Comme si ces épreuves ne suffisaient pas, des messagers irrationnels – sous les ordres – s’affairent à nous rapprocher jour après jour d’une guerre nucléaire.
Et certains fonctionnaires subalternes l’admettent même, à brûle-pourpoint.
Tout est là, dans une conversation entre le juge Andrew Napolitano et les analystes Larry Johnson et Ray McGovern, au cours de laquelle le premier fait référence à un courriel qu’il a reçu d’une source militaire / de renseignement. Voici ce que la source lui a dit :
Aujourd’hui, j’ai écouté une longue interview d’un ancien officier de renseignement de Tsahal. Sa position était claire : « Nous visons », a-t-il dit, « vers une guerre mondiale » (c’est moi qui souligne). Israël ne devrait donc pas s’empêcher de mettre en œuvre certaines des mesures les plus radicales, car ses actions seront mesurées rétroactivement dans le contexte du conflit mondial brutal à venir.

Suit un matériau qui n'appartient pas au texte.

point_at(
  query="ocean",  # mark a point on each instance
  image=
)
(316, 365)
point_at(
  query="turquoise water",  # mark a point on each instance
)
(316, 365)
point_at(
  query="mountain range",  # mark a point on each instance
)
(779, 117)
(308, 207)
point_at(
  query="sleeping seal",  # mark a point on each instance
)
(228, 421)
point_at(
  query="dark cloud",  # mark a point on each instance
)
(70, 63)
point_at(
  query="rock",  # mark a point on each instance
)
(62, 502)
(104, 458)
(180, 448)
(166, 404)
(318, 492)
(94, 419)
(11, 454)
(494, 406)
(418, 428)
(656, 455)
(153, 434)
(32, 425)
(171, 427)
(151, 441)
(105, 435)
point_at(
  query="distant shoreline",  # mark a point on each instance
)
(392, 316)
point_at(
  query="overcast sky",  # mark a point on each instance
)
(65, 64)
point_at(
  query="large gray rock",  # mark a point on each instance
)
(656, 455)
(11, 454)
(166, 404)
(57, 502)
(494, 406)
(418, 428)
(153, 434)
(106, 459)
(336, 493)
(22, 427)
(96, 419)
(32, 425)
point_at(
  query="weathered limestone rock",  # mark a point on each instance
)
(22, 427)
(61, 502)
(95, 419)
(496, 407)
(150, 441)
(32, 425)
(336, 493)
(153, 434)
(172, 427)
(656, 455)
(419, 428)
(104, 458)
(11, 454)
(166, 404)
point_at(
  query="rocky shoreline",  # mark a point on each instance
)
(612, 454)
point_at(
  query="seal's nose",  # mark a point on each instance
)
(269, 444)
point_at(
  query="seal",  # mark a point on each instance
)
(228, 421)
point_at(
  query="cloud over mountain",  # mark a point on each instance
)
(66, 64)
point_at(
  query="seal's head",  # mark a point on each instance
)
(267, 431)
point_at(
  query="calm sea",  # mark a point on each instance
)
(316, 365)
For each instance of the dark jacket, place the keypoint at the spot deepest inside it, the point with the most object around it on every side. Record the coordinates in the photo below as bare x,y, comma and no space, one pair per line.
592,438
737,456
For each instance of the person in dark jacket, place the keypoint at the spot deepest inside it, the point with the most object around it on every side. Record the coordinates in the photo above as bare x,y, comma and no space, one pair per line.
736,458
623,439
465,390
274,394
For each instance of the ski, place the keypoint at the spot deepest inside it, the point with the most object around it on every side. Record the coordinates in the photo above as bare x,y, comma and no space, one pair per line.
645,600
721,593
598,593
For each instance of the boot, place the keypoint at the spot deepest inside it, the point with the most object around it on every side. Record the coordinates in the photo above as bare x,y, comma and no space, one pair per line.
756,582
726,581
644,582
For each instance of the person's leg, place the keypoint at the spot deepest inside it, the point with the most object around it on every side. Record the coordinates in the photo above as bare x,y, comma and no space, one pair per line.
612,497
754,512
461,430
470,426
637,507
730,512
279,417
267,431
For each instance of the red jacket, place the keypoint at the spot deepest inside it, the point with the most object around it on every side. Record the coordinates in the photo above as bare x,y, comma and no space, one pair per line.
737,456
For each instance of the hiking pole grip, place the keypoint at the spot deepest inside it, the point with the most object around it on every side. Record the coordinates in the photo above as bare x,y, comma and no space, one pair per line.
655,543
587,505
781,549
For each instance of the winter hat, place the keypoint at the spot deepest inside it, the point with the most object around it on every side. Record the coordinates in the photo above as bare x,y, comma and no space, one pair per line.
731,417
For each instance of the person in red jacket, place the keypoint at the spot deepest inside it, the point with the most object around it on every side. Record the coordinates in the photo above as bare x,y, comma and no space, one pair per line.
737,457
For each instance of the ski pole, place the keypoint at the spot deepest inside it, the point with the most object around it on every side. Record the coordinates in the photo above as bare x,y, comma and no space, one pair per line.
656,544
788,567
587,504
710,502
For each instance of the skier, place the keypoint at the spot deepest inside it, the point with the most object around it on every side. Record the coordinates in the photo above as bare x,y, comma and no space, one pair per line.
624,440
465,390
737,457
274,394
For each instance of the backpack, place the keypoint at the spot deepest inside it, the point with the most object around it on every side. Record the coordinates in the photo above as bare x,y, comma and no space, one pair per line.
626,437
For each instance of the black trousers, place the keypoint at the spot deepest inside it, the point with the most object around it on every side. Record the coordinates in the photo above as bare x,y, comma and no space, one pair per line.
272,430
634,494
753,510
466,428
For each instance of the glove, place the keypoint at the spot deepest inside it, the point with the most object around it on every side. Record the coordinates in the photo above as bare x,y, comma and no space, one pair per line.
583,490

Cela devrait être considéré comme l’explication ultime de l’escalade frénétique incessante de l’Hégémon/Vassal sur le front entrelacé des Guerres Éternelles – de Gaza à Novorossiya.
Cela inclut le génocide – et les retombées du génocide, comme l’escroquerie de 320 millions de dollars de la jetée d’aide maintenant transformée en ferraille sur la côte de Gaza, ramenant tout cela au génocide alors que le stratagème du fil d’Ariane d’expulser/expédier des Palestiniens à l’étranger a lamentablement échoué.
« Viser vers une guerre mondiale » montre clairement qui dirige vraiment le spectacle. Et tout le monde multipolaire est toujours pris en otage.